Cultura

Lea Massari, il compleanno di un'antidiva ribelle

Da Antonioni ad Anna Karenina, 91 anni lontano dai riflettori

Redazione Ansa

Domani Lea Massari festeggia il compleanno e - in buona parte per sua scelta - saranno in pochi nel mondo del cinema ad alzare un calice per farle gli auguri. Diva scontrosa, appassionata, irripetibile, Lea (al secolo Anna Maria Massatani) ha tagliato di netto ogni frequentazione con quel mondo già nel 1990, quando il giovane Ottavio Fabbri la convinse ad apparire per l'ultima volta in "Viaggio d'amore" a fianco di Omar Sharif. Da allora vive isolata, prima nella campagna di Orvieto, poi nella sua casetta in Sardegna, appare di rado in tv e soltanto per le campagne animaliste che sono diventate il lavoro della sua maturità, detesta celebrazioni e ricorrenze. Così anche i suoi 91 anni segnano una nuova tappa di una vita "perennemente in fuga" come ha detto una volta. "Io fino a oggi - diceva a Oriana Fallaci nel 1964 - sono stata una persona innamorata di due sole cose: della rissa e dell'amore. E così ho passato la vita ad alzar barricate, a battermi con forsennati come me: innamorati della rissa e dell'amore come me". È ancora bellissima, ha tagliato i fulvi capelli senza cedere alle tentazioni dell'eterna giovinezza, conserva lo sguardo acuto e inquieto, non ha perso nulla della sua sincerità generosa e magari urticante che la faceva amare ma che, al buon momento, la riportava nella sua torre d'avorio.
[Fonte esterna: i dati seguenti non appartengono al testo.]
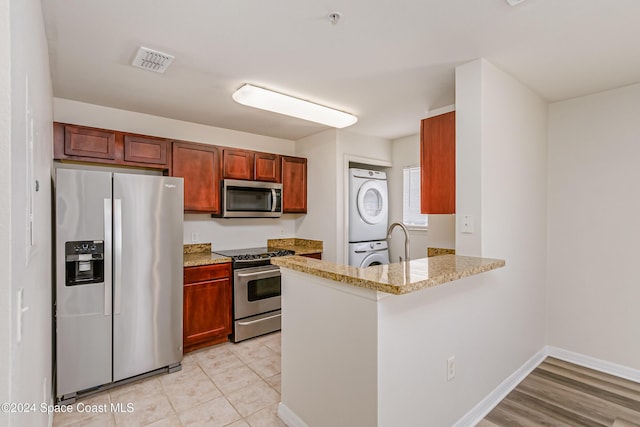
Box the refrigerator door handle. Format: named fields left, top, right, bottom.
left=104, top=199, right=113, bottom=316
left=113, top=199, right=122, bottom=315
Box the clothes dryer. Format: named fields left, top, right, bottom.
left=349, top=168, right=389, bottom=242
left=349, top=240, right=389, bottom=267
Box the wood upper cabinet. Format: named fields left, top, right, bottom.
left=63, top=125, right=116, bottom=160
left=280, top=156, right=307, bottom=213
left=420, top=111, right=456, bottom=214
left=171, top=141, right=220, bottom=214
left=253, top=153, right=280, bottom=182
left=222, top=148, right=253, bottom=180
left=53, top=123, right=171, bottom=169
left=182, top=263, right=232, bottom=353
left=124, top=135, right=168, bottom=165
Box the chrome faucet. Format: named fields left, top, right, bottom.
left=387, top=222, right=410, bottom=262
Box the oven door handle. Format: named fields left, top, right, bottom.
left=236, top=268, right=280, bottom=279
left=238, top=313, right=282, bottom=326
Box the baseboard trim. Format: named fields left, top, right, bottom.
left=454, top=346, right=640, bottom=427
left=453, top=347, right=547, bottom=427
left=547, top=346, right=640, bottom=383
left=278, top=402, right=309, bottom=427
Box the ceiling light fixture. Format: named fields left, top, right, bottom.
left=233, top=84, right=358, bottom=129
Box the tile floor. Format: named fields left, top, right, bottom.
left=53, top=332, right=285, bottom=427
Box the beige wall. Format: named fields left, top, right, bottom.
left=7, top=0, right=52, bottom=426
left=547, top=84, right=640, bottom=369
left=404, top=60, right=547, bottom=425
left=0, top=0, right=12, bottom=425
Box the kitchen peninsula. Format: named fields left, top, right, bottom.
left=272, top=255, right=505, bottom=426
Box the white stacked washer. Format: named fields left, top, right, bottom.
left=349, top=168, right=389, bottom=267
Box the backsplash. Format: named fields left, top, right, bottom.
left=183, top=214, right=298, bottom=250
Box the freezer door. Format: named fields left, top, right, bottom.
left=113, top=173, right=184, bottom=381
left=55, top=169, right=112, bottom=397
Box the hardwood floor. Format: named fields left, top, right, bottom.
left=478, top=357, right=640, bottom=427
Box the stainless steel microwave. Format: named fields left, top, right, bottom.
left=222, top=179, right=282, bottom=218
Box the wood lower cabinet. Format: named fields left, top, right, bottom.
left=222, top=148, right=253, bottom=180
left=171, top=142, right=220, bottom=214
left=280, top=156, right=307, bottom=213
left=420, top=111, right=456, bottom=214
left=53, top=123, right=171, bottom=170
left=183, top=263, right=232, bottom=353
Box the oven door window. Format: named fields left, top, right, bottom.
left=247, top=276, right=280, bottom=302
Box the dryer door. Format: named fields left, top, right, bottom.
left=357, top=180, right=387, bottom=225
left=360, top=251, right=389, bottom=267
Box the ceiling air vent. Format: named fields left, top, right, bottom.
left=131, top=46, right=174, bottom=73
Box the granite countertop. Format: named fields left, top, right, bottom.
left=182, top=243, right=231, bottom=267
left=271, top=255, right=505, bottom=295
left=267, top=237, right=323, bottom=255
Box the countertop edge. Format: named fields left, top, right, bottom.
left=271, top=255, right=506, bottom=295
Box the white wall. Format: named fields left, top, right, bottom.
left=438, top=60, right=547, bottom=423
left=0, top=0, right=12, bottom=425
left=54, top=98, right=306, bottom=249
left=547, top=84, right=640, bottom=369
left=296, top=129, right=341, bottom=262
left=387, top=134, right=456, bottom=262
left=296, top=129, right=391, bottom=264
left=8, top=0, right=52, bottom=426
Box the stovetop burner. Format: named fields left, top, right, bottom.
left=215, top=247, right=295, bottom=261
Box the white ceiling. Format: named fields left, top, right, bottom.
left=43, top=0, right=640, bottom=140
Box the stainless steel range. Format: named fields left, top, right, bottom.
left=216, top=248, right=294, bottom=342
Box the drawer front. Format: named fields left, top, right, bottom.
left=184, top=263, right=231, bottom=283
left=124, top=135, right=167, bottom=165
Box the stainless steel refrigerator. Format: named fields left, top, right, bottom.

Nasce a Roma, a Monteverde Vecchio, il 30 giugno 1933 da una famiglia borghese (il padre, ingegnere, romano da generazioni, la mamma di origini umbre), vivrà da bambina in Spagna, Francia, Svizzera, a Roma avrà casa a Prati e poi ai Parioli. Nei primi anni '50 si iscrive alla facoltà di architettura, disegna, suona, cerca la sua indipendenza come indossatrice nella stagione delle Miss Italia e delle "maggiorate". Lei è diversa da tutte però, aristocratica nei modi, schietta nella sincerità quasi popolana, meno algida di Silvana Mangano, molto più moderna delle giovani dive come Marisa Allasio. Un amico di famiglia, lo scenografo Pietro Gherardi, le fa da pigmalione e convince Mario Monicelli a farla debuttare in "Proibito" dal celebre romanzo di Grazia Deledda: è il primo contatto con quella Sardegna che le rimarrà sempre nel cuore, nel ruolo di una ragazza romantica e intransigente. Si sceglie da sola il nome d'arte: contrae il cognome in Massari e col nome Lea rende omaggio a un fidanzato scomparso tragicamente poco prima delle nozze. Con il film successivo - "I sogni nel cassetto" (1957) di Renato Castelllani - si mostra subito attrice istintiva e originale, dominatrice della scena. La sua voce roca e sensuale induce i produttori a farla doppiare da Adriana Asti e di rado sentiremo la sua voce nel cinema italiano. Litiga però col produttore Angelo Rizzoli e toccherà a Michelangelo Antonioni riportarla a Cinecittà per "L'avventura" nel 1960. A fianco di Monica Vitti accetta un personaggio destinato a uscire di scena prematuramente, ma si porta dietro quell'aura distaccata e dolente che fin troppo spesso le rimarrà incollata addosso. Tutto diverso il registro in "Una vita difficile" di Dino Risi in cui, insieme ad Alberto Sordi, si cuce addosso un personaggio indimenticabile, verissimo e spontaneo.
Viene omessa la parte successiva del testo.